BOISE, Idaho (AP) — Federal scientists using new technologies have mapped what is being called a Cold Water Climate Shield, an area spanning five western states that could support viable populations of native species if the region continues its warming trend.
Mapping the cold-water refuges for cutthroat trout, a favored sport fish among anglers, and threatened bull trout could help resource managers make decisions aimed at preserving populations of those and other cold-water native species in Idaho, Oregon, Washington, Montana and Wyoming.
Scientists say streams in the region have warmed up about a degree over the last three decades and are getting hotter.
"One of the things we're seeing is that the colder areas are typically in the headwaters," said Dan Isaak, a research fisheries biologist with the U.S. Forest Service in Boise. "Those are warming up a lot more slowly than streams at lower elevations."
The mapped area contains streams with temperatures preferred by cutthroat trout and bull trout but are too cold for non-native species, particularly brown trout and brook trout, thus forming the climate shield. The climate shield has practical applications, Isaak said.
"Rather than spending money to build artificial barriers on streams to prevent the upstream advance of invasive species (which is very expensive and commonly done in some areas), the climate refugia streams we're highlighting are so cold that you wouldn't need to build a barrier to preserve the native community," Isaak said in an email to The Associated Press.
Within this climate shield, scientists say some areas will remain capable of supporting bull trout even if the more extreme future climate models turn out accurate.
"It's quite possible much of the habitat for bull trout will become too warm," and it will disappear from those areas, said Mike Young, a research fisheries biologist for the U.S. Forest Service based in Missoula, Montana, also working on the climate shield. "But we think that even under extreme climate scenarios bull trout will persist in the lower 48."
Advances in stream temperature sensors and environmental DNA sampling, a new way to find out what species inhabit a stream, have provided a flood of information and allowed scientists to create the climate shield map.
Temperature sensors are glued to underwater rocks and can store hourly temperature recordings for a year. About 4,000 of the sensors are in streams in the five states. Isaak said there are about 16,000 more unique sites recording information less frequently plus information going back even further.
In total, he said, scientists have about 50 million hourly temperature recordings.
The other part of the Cold Water Climate Shield involves environmental DNA sampling. That began about eight years ago and has radically changed how scientists survey streams. Rather than electroshocking stream sections and seeing what floats to the top, scientists can take a water sample and check it to see if a particular species is present.

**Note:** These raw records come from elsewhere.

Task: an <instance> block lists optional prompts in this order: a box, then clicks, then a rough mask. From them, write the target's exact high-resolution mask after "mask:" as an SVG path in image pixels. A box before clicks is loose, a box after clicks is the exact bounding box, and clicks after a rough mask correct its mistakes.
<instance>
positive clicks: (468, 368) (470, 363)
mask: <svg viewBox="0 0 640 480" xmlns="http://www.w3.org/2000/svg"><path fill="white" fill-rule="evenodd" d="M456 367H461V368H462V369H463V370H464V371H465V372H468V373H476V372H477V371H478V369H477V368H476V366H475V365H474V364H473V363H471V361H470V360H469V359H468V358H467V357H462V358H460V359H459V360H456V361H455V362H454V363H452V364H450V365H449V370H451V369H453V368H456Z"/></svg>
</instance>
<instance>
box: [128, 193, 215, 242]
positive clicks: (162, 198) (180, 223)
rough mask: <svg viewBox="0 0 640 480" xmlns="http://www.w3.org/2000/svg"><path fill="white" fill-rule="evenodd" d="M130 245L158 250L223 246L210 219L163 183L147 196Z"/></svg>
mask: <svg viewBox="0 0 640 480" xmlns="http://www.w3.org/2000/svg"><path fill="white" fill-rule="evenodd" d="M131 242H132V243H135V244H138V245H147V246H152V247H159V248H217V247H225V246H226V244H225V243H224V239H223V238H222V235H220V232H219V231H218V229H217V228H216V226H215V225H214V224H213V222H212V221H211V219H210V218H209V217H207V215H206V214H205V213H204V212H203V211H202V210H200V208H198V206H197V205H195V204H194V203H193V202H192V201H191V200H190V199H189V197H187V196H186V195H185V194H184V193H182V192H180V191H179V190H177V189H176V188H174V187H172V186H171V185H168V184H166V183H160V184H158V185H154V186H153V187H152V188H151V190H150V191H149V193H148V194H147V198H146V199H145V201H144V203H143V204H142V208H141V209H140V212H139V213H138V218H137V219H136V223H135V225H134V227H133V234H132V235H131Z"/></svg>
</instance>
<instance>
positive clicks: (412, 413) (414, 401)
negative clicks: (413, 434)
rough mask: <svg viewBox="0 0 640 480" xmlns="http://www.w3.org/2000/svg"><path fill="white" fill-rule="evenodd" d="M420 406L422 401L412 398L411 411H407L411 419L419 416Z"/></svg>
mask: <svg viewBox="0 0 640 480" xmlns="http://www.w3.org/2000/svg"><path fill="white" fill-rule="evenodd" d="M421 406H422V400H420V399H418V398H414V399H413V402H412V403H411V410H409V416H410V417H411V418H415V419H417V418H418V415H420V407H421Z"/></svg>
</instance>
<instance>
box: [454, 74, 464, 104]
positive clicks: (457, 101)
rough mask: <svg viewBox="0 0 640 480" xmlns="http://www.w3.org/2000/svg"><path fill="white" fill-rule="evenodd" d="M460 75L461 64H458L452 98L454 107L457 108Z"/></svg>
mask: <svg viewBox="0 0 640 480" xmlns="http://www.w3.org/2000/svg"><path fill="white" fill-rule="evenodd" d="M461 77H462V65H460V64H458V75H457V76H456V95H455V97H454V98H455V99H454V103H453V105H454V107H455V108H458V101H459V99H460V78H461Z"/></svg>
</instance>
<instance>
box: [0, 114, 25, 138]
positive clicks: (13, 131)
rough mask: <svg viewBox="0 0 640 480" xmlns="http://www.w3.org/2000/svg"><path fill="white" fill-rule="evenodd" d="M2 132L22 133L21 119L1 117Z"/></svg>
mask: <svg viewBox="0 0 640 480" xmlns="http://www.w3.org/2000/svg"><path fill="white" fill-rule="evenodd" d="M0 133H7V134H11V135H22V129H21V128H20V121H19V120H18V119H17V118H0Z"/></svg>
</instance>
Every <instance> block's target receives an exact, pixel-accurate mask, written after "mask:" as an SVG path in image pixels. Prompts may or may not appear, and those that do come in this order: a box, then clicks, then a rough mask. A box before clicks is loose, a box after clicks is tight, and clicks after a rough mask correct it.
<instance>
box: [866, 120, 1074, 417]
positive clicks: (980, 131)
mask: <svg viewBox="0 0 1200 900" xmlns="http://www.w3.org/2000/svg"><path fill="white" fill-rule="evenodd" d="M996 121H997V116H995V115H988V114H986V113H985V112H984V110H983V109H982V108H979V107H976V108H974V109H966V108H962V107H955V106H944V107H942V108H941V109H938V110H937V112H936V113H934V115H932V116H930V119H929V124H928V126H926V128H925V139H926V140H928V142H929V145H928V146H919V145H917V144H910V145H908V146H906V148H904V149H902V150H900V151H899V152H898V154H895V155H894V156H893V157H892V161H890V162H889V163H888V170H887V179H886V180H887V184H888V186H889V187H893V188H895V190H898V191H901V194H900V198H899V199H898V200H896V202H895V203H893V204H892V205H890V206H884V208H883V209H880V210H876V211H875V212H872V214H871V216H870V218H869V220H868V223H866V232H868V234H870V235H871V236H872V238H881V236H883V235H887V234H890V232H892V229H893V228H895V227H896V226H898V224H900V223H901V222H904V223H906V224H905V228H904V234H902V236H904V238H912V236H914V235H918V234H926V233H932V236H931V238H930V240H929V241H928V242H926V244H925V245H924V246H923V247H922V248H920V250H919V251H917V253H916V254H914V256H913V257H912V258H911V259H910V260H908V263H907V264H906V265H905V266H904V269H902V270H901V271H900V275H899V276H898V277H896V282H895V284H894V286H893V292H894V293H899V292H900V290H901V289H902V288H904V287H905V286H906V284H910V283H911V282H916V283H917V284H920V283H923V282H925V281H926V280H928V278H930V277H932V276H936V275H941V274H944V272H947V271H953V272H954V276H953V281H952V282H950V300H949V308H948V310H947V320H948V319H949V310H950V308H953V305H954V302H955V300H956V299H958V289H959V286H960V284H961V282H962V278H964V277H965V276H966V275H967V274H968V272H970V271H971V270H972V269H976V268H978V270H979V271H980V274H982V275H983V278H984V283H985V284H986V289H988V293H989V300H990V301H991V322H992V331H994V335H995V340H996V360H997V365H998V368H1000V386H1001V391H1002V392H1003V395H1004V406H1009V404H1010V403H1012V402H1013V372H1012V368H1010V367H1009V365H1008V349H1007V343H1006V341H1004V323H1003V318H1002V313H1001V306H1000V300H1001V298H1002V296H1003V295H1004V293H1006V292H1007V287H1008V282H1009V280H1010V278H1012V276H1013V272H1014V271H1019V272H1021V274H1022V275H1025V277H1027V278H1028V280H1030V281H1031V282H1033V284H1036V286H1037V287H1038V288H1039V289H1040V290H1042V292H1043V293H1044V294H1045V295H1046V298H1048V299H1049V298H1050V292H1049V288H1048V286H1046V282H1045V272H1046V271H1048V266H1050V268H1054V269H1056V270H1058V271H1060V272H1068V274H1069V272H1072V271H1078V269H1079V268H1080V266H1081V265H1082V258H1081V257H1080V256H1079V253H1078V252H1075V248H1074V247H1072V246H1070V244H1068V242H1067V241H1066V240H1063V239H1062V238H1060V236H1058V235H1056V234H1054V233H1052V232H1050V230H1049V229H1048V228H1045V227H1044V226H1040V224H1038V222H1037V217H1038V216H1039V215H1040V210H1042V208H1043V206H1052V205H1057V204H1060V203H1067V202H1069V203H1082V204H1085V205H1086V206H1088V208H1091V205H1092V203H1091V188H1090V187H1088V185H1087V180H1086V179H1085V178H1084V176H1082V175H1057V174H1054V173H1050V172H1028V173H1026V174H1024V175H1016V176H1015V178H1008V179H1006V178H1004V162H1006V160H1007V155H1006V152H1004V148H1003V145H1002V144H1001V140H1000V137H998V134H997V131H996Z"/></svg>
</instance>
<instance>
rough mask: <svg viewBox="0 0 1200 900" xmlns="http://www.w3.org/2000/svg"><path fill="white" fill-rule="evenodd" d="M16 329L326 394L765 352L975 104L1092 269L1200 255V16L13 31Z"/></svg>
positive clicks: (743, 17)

"It's not only better, but it costs less," Young said. "You can suddenly afford to go places and sample very broadly."
The result is that entire river basins can be sampled, meaning streams that have never been sampled have now been analyzed or soon will be, Young said. That information could then be used for making decisions about where biologists should try to remove non-native brook trout, for example.
"Being able to make wise conservation investments is one of the most important things that we can do when protecting the biodiversity that we have," Young said.
Isaak said the Cold Water Climate Shield idea is being taken up in other western states as well, but is mostly just getting started in those areas.